Blue blood and genetics are the only way to tell who is human and who is not. Called Mulians, these are the invaders the conflict of RahXephon centers around. In the beginning of RahXephon, Ayato Kamina is a modest 17-year-old living in Tokyo. He is an average student, who enjoys painting and spending time with his classmates Hiroko Asahina and Mamoru Torigai. He has affectionate relationship with his mother, strained by her long-hour work. During the sudden attack on Tokyo, Ayato hears the singing of his classmate Reika Mishima. She leads him to a giant egg containing the RahXephon. Haruka Shitow, an agent of the defense research agency brings Ayato and the RahXephon to their headquarters.

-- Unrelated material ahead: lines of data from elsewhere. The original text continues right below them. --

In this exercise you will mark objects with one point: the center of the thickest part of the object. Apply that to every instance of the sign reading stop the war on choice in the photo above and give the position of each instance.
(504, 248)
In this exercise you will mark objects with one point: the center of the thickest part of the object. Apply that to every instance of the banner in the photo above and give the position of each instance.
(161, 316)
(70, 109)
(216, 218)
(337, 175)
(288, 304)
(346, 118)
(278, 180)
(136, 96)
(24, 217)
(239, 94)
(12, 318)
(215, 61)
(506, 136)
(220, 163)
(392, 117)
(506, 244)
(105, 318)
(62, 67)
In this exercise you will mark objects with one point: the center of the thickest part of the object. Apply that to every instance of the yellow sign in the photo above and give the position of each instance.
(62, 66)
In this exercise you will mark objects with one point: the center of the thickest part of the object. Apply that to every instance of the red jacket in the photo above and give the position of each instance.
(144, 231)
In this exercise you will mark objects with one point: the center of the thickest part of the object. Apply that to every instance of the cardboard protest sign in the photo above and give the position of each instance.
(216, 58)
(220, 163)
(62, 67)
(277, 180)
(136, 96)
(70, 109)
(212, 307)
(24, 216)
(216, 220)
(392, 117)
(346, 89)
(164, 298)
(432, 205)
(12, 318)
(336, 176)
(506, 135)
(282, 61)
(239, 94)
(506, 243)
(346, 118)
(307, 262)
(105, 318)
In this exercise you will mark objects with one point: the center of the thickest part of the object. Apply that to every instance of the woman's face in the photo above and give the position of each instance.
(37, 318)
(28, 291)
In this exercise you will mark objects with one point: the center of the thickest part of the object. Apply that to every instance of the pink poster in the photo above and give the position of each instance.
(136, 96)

Like most mecha, Ayato and his RahXephon are unique instruments in the conflict with invaders. Unlike other series, mechas in RahXephon are made of clay; much like the golems of Jewish folklore. Full of action, as you would expect from the genre, RahXephon’s storyline is unfortunately a complete mess. Full of plot holes and side stories, it is almost incomprehensible with a single view. The story is much clearer in the movie rehash but still lacks any real power to draw in the viewer. However, the character interaction and development is excellent. The tension between Ayato and Haruka throughout the series is believable and endearing. More time is spent outside the Dolems, the name for the mechs in this series, than within them. It is a story of self discovery to a point, but it lacks the often whiny moping of many other mecha shows. Yes I am looking at you, Evangelion. Ayato is active and rises to challenges; basically his is a likable protagonist who is simply flawed and has moments of weakness.

The animation is good; action scenes are vibrant and crisp as you would expect from Bones. Computer graphics are present but seamlessly meshed with Bones’ fluid traditional animation. While the story was a a long chew, the ending neatly and clearly cleans up all the strands. RahXephon is best watched for the character plot lines and interaction than the overarching story.